A Tale of Two Cities: Paying For Parks When the State Trims Its Budget

  • Logan Layden

LOGAN LAYDEN / NPR STATEIMPACT

Shay Williams steers his ATV races across the sand at Beaver Dunes, the management of which was recently transferred from the state to the City of Beaver.

Along a dead-straight expanse of State Highway 23, the rolling hills of the Oklahoma Panhandle give way to wind swept sand dunes.

Roadrunners scurry as Shay Williams revs the engine of his ATV and races across the little slice of desert known as Beaver Dunes Park — formerly Beaver Dunes State Park. That was before it was taken over by the small town of Beaver in mid-August.

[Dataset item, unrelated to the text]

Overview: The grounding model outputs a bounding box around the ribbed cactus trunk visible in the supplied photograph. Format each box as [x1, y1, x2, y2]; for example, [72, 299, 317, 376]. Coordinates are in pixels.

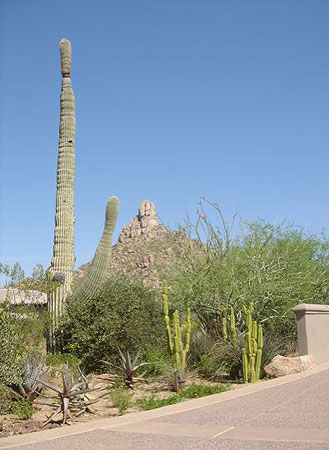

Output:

“We came out here to dove hunt, and thought, ‘Well, we’d kill two birds with one stone while we’re here.’ Do a little riding and do a little hunting,” Williams said.

In March, the Oklahoma Department of Tourism announced plans to close seven state parks, a move that reflects a national trend. In California, 70 parks are set to close, and 23 Texas parks are cutting services, hours and staff.

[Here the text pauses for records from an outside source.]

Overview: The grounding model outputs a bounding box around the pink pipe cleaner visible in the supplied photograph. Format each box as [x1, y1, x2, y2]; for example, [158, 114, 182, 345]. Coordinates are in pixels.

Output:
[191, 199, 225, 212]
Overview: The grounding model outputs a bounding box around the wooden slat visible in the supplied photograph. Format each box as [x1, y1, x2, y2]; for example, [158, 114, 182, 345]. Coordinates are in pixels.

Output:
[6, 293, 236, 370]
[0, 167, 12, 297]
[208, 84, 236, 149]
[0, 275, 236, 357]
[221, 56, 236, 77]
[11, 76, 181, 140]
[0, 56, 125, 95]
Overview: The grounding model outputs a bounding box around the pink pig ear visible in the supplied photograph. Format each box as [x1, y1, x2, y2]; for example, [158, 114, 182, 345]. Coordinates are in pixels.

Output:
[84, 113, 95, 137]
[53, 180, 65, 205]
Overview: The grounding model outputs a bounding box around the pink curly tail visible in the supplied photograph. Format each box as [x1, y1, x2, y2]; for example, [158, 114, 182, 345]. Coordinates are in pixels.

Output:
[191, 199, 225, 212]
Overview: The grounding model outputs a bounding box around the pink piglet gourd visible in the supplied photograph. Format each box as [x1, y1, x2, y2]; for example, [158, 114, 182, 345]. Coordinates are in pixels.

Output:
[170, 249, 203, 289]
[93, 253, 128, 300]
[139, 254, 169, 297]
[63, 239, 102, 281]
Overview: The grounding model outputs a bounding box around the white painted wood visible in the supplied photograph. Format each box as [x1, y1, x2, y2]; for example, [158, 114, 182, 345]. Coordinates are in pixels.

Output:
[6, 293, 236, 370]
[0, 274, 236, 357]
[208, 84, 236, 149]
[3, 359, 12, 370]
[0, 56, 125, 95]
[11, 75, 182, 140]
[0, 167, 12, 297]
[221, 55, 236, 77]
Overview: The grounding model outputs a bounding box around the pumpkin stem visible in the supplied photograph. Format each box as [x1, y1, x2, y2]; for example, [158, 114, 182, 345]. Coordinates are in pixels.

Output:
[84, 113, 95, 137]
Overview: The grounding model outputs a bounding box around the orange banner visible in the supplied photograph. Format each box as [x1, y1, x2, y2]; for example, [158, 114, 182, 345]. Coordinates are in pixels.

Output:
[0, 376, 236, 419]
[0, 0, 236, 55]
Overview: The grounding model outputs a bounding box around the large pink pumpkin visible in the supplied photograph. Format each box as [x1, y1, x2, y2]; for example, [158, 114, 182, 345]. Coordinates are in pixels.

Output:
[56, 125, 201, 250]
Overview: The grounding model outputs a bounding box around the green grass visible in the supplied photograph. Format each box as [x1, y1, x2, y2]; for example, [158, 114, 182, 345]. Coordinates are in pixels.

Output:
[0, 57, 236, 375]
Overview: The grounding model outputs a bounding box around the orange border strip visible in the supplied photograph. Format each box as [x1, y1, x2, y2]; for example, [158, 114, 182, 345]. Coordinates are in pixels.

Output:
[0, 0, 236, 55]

All seven of Oklahoma’s parks — Adair, Boggy Depot, Heavener Runestone, Brushy Lake, Beaver Dunes, Wah-Sha-She and Lake Eucha — will remain open. Cities will manage five of the parks and American Indian tribes have assumed control of the other two.

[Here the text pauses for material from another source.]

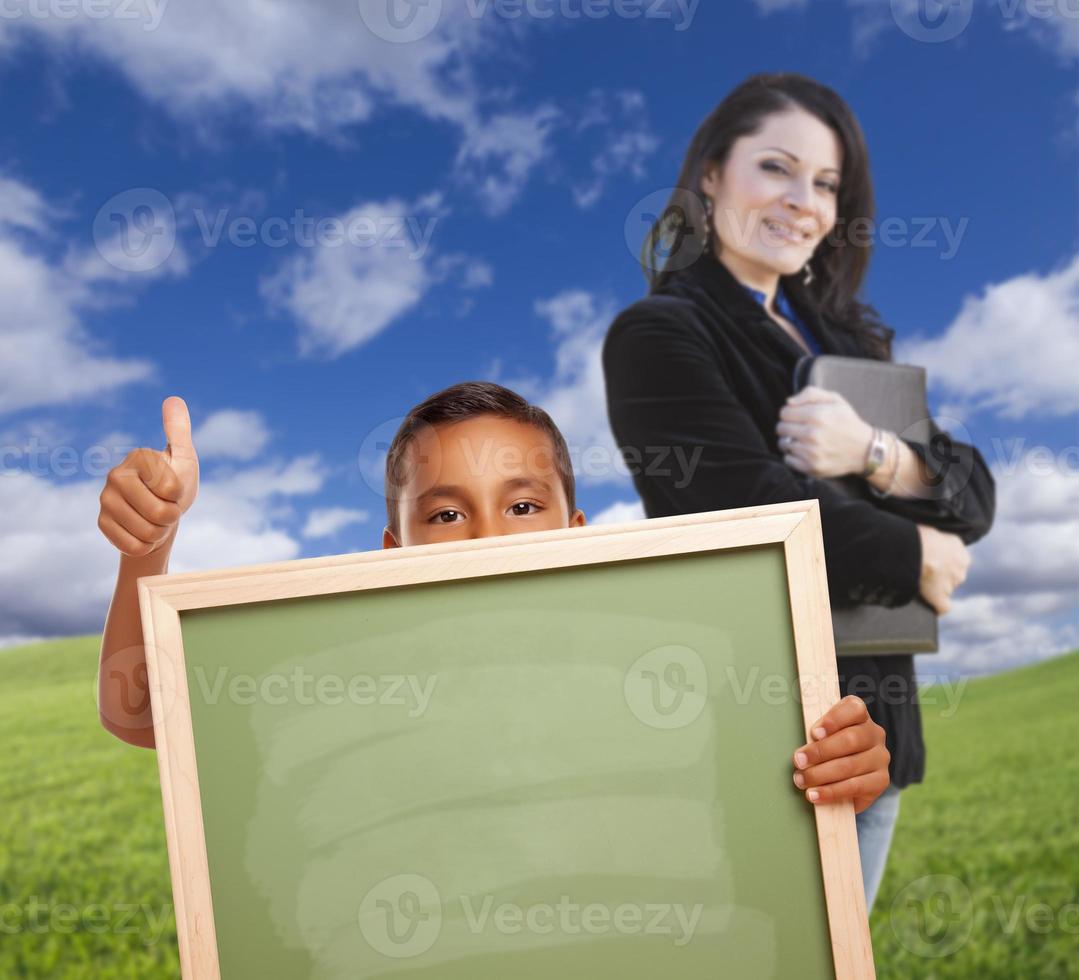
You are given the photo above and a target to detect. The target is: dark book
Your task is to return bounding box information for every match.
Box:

The state tourism department saw its budget cut by more than 22 percent since 2009, and officials expect the transfers to save taxpayers $700,000 a year.

Parks Director Kris Marek said the agency was left with little choice but to close some smaller or duplicate parks with relatively low attendance. Now communities are scrambling to come up with the money to keep the parks open.

“So far we’ve had to take $5,000 dollars out of our public works to sustain the park,” said J.C. Moser, the city administrator in Beaver. “That gives money back to putting in water lines, putting in fire hydrants, putting in upgrades in our sewer system and trash hauling and stuff.”

Moser said Beaver Dunes is important to the local economy, and is worth a few adjustments to the town’s budget. He’s actually happy the state no longer controls the park.

“I think it’s a plus for us to have local control over it,” Moser said. “The full-time park ranger that we had out there moved away or resigned or something three years ago, and it was just going downhill, downhill, downhill. Certain parts of the park you couldn’t even use anymore it deteriorated so badly.”

Beaver Dunes only costs about $60,000 per year to operate, and it’s in western Oklahoma, where taxes from the energy industry blunted the effects of the economic downturn.

In eastern Oklahoma — where six of the seven former state parks are — oil and gas money is more rare, unemployment is higher, and city budgets are tighter.

LOGAN LAYDEN / NPR STATEIMPACT

A man on the water at Brushy Lake, a former state park now managed by the city of Sallisaw.

The City of Sallisaw recently took control of Brushy Lake. City Manager Bill Baker said reductions in park services and fewer employees are bringing the park’s nearly quarter of a million dollar annual cost down, but running the park is about $70,000 annual burden Sallisaw officials would rather not shoulder.

“Well it’s a negative in that we could have used that money for other things,” Baker said. “I mean, to make improvements — other improvements maybe to salaries and benefits for employees, or we may could’ve bought some equipment that we didn’t include in the budget. You know, $70,000 would’ve bought two police cars.”

Baker said he knows tough choices had to be made at the state level to deal with the budget crisis, but joins Beaver officials in criticizing the tourism and recreation department for failing to seek more local input into the decision to close parks.

“We, at least myself personally, heard about this in the newspaper,” he said. “So we kind of felt like the state was pulling out of this and just leaving us holding the bag.”